National Credit Union Administration (NCUA) Chairman Rodney Hood announced last week that credit unions who would like to do business with cannabis companies will not be sanctioned if they follow industry rules.
“It’s a business decision for the credit unions if they want to take the deposits,” Hood stated during an interview with Credit Union Times. “We don’t get involved with micro-managing credit unions.”
The NCUA is a federal agency tasked with regulating federal credit unions and insuring their deposits.
Hood reminded credit union leaders that they must comply with the rules set forth by the U.S. Treasury Department’s Financial Crimes Enforcement Network (FinCEN), file Suspicious Activity Reports when necessary, and must firmly adhere to other rules pertaining to the matter. If each of those guidelines is met, those credit unions will not be penalized for meeting the financial needs of cannabis businesses.
Although the potential penalties will not come from the NCUA, which is responsible for creating and maintaining regulations, cannabis remains illegal at the federal level. Transporting or transmitting any money that is known to have been derived from the circulation of cannabis is illegal and has forced many cannabis companies to primarily work on a cash-only basis.
As more states legalize cannabis and the potential financial gain from the rising industry grows, more financial institutions have already been risking federal repercussions by providing services to cannabis businesses. According to a report released by the (FinCEN), 493 banks and 140 credit unions were providing financial services to cannabis-related businesses as of March 2019, a sharp increase from the previous year when only 411 such institutions were counted.
A 2017 report revealed that the four major banking institutions in the U.S. were providing financial services to businesses in the cannabis industry. According to the MRB Monitor, Bank of America, Citigroup, JP Morgan, and Wells Fargo all provided some account services for cannabis businesses.
SAFE Banking Act Would Fix Cannabis Banking Issue
Bank and financial groups across the U.S. have been pushing for the federal government to take action to ease fears of punishment associated with cannabis banking. In May, state banking associations in all 50 states and Puerto Rico sent a letter to the Senate Banking Committee urging members to allow marijuana-related businesses full access to banks without penalties.

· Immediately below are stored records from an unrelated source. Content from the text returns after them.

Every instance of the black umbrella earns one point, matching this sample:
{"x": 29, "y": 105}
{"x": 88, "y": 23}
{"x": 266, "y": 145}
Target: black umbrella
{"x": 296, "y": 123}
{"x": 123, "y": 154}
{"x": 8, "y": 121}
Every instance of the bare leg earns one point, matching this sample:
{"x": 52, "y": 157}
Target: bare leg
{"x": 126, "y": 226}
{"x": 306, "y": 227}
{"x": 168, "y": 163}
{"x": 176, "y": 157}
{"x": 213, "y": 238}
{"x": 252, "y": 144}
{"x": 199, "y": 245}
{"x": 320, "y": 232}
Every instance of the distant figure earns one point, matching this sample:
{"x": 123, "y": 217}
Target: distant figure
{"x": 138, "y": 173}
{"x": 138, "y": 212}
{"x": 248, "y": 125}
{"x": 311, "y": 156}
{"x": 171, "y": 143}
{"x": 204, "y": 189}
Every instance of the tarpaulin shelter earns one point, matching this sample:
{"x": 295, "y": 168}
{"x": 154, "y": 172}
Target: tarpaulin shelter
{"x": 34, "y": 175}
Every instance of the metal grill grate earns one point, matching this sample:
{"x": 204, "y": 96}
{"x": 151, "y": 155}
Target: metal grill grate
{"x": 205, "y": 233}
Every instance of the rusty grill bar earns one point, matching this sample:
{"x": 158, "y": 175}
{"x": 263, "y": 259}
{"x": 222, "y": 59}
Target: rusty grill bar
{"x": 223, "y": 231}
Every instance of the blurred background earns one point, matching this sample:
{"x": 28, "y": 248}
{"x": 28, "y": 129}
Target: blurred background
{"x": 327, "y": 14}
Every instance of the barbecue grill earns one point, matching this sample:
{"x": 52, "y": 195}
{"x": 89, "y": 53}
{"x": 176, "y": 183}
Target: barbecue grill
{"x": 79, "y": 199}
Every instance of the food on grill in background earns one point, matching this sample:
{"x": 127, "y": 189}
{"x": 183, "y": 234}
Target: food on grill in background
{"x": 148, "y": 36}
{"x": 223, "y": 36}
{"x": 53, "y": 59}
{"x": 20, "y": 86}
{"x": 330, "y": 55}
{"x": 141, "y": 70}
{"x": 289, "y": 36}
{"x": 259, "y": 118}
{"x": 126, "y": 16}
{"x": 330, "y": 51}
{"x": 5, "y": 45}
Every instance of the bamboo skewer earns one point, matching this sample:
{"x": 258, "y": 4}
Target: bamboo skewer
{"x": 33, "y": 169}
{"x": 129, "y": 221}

The Secure and Fair Enforcement (SAFE) Banking Act (H.R. 1595), was introduced to resolve the cannabis banking issue and passed a House committee in March. The SAFE Act, sponsored by U.S. Rep. Ed Perlmutter (D-CO), allows cannabis-related businesses in states and territories with existing regulatory structures to access the federal banking system. The act has yet to pass the full House or Senate floor.
A long list of state attorney generals sent their support for the SAFE Act in May. The bipartisan SAFE Act faces an uphill battle on the Senate floor, as the Committee on Banking, Housing, and Urban Affairs is led by Idaho Senator Mike Carpo, who has historically held a rigid anti-cannabis stance.
A report released in May by the Congressional Budget Office (CBO) showed an estimated savings of $4 million from 2019-2029 if the SAFE Act is passed and enacted by the end of fiscal year 2019 (September 30).